La description se présente alors comme le lieu d’une réflexion sur le rapport entre physis et tekhnê : le logos se veut créateur à l’image de la physis. Le rapport entre nature et art est sans cesse problématisé, l’imitation cherchant à reproduire un processus de production tandis que la description vise à créer une réalité perceptible. L’auteure montre que cette relation dialectique, déjà présente chez Homère, est reprise dans l’Antiquité tardive avec une inversion du rapport entre nature et art. D’autre part, le lien entre description et visibilité, entre parole et vision est central ; la description rend visible pour le lecteur l’objet décrit et fait ainsi voir ce que les yeux ne peuvent voir. Elle produit alors ce que l’auteure nomme un « visible concurrentiel », jouant ainsi sur plusieurs niveaux de réalité. De plus, les textes étudiés ont la particularité d’insister sur la perception, construisant la description autour d’un point de vue particulier, celui d’un personnage ou de l’auteur qui découvre l’objet décrit. En ce sens, la description prend la forme d’un témoignage et révèle une réception subjective de l’objet plutôt que de chercher à se faire le reflet des conditions matérielles objectives de l’objet décrit. Le langage se fait le lieu d’une expérience visuelle et plus généralement sensorielle. Le témoin au centre du dispositif de la description éprouve alors des sensations qui ne sont créées par aucun objet sensible mais seulement par des mots : « Le véritable “objet” de la description est bien le mécanisme même de la perception et sa “divine technique” d’appropriation d’une chose » (p.151).

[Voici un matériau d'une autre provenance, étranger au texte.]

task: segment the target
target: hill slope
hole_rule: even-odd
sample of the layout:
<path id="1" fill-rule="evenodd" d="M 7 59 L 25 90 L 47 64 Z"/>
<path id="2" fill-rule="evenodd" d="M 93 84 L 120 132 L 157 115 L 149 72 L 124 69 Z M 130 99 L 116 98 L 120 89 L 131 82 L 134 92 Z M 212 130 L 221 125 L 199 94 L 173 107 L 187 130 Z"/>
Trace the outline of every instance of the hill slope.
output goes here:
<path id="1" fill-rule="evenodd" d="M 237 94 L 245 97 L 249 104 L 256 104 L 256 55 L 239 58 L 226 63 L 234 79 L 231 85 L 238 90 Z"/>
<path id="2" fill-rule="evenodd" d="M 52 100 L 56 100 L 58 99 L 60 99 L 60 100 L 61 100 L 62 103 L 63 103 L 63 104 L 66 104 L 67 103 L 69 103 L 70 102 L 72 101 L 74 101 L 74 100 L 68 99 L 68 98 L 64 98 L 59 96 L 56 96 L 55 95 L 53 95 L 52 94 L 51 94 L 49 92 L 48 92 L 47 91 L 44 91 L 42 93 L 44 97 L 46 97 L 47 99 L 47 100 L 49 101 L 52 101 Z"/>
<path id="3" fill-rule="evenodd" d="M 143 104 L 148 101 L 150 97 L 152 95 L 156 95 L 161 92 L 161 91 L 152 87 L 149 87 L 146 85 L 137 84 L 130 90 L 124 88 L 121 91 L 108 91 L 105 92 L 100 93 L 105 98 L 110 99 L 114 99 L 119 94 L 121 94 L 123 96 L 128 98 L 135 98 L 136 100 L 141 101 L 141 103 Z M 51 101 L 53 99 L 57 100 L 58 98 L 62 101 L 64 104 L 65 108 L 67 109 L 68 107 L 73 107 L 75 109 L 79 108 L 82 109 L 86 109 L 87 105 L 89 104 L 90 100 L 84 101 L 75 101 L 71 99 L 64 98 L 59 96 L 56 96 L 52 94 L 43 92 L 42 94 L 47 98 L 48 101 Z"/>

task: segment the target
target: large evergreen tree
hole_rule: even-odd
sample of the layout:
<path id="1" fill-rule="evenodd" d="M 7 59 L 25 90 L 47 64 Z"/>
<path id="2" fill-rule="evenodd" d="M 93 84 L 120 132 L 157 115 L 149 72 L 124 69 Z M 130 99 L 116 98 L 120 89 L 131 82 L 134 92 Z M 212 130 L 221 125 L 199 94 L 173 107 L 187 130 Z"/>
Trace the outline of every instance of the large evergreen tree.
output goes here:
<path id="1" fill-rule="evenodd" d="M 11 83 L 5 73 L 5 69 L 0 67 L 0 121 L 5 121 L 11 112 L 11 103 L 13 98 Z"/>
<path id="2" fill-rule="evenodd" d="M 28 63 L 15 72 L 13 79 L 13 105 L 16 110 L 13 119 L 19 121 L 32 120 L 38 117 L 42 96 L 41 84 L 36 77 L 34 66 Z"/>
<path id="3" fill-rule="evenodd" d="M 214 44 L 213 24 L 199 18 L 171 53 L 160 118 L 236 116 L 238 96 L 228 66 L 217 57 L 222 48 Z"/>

Le récit, enfin, est présenté comme le contrepoint nécessaire de la description. Celle-ci en effet ne fait pas que s’insérer dans une récit ; le choix même de l’objet informe la stratégie narrative et argumentative de l’auteur, à l’image de la bague de Chariclée, portrait et double de sa propriétaire dans un récit construit sur la question de l’identité et de l’identification. Le développement conclusif souligne le passage du récit au mythe pour affirmer le lien de ce dernier avec la description.
Divines techniques apporte un éclairage nouveau sur les théories du langage à la fin de l’Antiquité et dépasse ainsi la question de la description ou de la réception du bouclier d’Achille afin de proposer une réflexion philosophique qui s’inscrit dans le questionnement plus vaste de la performativité du langage tout en commentant les textes proposés avec une grande précision, fournissant à chaque fois un commentaire riche et pertinent.